8 FOLLOW-UP


8.1 General principles and objectives

8.1.1 General principles and objectives
The actual 5-year survival for limited-stage patients is higher than 5-10% (but can be as high as 60% in highly selected subgroups) and for extensive-stage is as low as 1-2%. About 70% of patients who are disease-free after 2 years do not relapse, and relapses 5 to 10 years after the beginning of initial therapy are exceedingly rare. In 20% of patients a second primary will develop. After 3-4 years of disease-free survival the risk of a second primary exceeds the risk of late relapse. Overall, follow-up examinations have to consider recurrences (chest relapse is approximately 30%), treatment late effects, tobacco-related diseases as well as second primaries.


8.2 Suggested protocols

8.2.1 Suggested protocols
In patients with progressive disease, follow-up examinations are to be performed within a good palliative care program. In patients with no evidence of disease, routine chest X-ray is recommended on a type R basis every 3 months for the first 2 years in order to maximise the probability of an early detection of a chest relapse, which in highly selected cases may be successfully treated with surgery. The role of an annual chest examination in patients at high risk for second lung cancer has recently been reappraised leading to a meaningful benefit of diagnostic anticipation in terms of resectability, stage distribution and survival (8.II).
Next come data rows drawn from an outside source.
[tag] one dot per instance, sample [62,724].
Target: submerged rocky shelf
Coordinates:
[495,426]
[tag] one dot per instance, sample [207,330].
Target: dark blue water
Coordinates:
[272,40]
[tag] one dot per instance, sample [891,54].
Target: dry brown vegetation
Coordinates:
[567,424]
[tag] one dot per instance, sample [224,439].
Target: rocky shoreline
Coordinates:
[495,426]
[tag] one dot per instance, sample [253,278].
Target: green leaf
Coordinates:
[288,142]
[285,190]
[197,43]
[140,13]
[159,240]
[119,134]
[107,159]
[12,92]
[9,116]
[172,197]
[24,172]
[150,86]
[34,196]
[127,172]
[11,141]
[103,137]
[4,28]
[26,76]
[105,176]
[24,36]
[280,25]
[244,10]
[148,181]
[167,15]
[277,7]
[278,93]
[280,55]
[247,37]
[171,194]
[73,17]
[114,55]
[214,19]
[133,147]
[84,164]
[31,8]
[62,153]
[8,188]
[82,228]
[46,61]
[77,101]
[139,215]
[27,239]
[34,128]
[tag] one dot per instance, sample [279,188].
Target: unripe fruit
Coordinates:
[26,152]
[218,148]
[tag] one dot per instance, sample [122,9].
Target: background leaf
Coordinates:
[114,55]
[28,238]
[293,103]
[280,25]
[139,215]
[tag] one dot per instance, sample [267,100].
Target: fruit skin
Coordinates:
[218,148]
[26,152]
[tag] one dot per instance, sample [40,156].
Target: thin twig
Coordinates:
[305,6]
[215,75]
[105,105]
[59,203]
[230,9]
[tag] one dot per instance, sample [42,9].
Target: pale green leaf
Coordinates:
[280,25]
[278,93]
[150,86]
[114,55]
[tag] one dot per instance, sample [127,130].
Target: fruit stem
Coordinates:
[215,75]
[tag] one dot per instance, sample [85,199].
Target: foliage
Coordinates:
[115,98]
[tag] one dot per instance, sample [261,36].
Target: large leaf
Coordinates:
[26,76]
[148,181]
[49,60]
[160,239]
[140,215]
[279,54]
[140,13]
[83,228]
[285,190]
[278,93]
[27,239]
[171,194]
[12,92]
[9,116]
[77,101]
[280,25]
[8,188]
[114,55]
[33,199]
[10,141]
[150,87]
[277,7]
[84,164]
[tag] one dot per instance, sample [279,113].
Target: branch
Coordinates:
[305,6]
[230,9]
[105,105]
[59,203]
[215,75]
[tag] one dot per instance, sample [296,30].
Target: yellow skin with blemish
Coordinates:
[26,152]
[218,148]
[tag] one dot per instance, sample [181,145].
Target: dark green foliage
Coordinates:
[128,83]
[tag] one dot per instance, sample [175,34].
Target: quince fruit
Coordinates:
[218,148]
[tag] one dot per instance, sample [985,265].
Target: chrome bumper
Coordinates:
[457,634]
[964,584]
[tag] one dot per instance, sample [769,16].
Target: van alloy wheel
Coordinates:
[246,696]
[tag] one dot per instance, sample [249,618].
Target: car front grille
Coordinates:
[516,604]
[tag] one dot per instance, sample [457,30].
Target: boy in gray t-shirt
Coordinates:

Being these patients at high risk of developing a second lung primary cancer, it seems to be reasonable to recommend a periodical chest X-ray examination for the lifelong period. Every other examination is dictated by patient complaints.


References

8.I
Johnson BE, Grayson J, Makuch RW, et al. Ten-year survival of patients with small cell lung cancer treated with combination chemotherapy with or without irradiation. J Clin Oncol 1990; 8: 396-401.

8.II
Strauss GM, Gleason RE, Sugarbaker DJ. Chest X-ray screening improves outcome in lung cancer. Chest 1995; 107:270S-279S.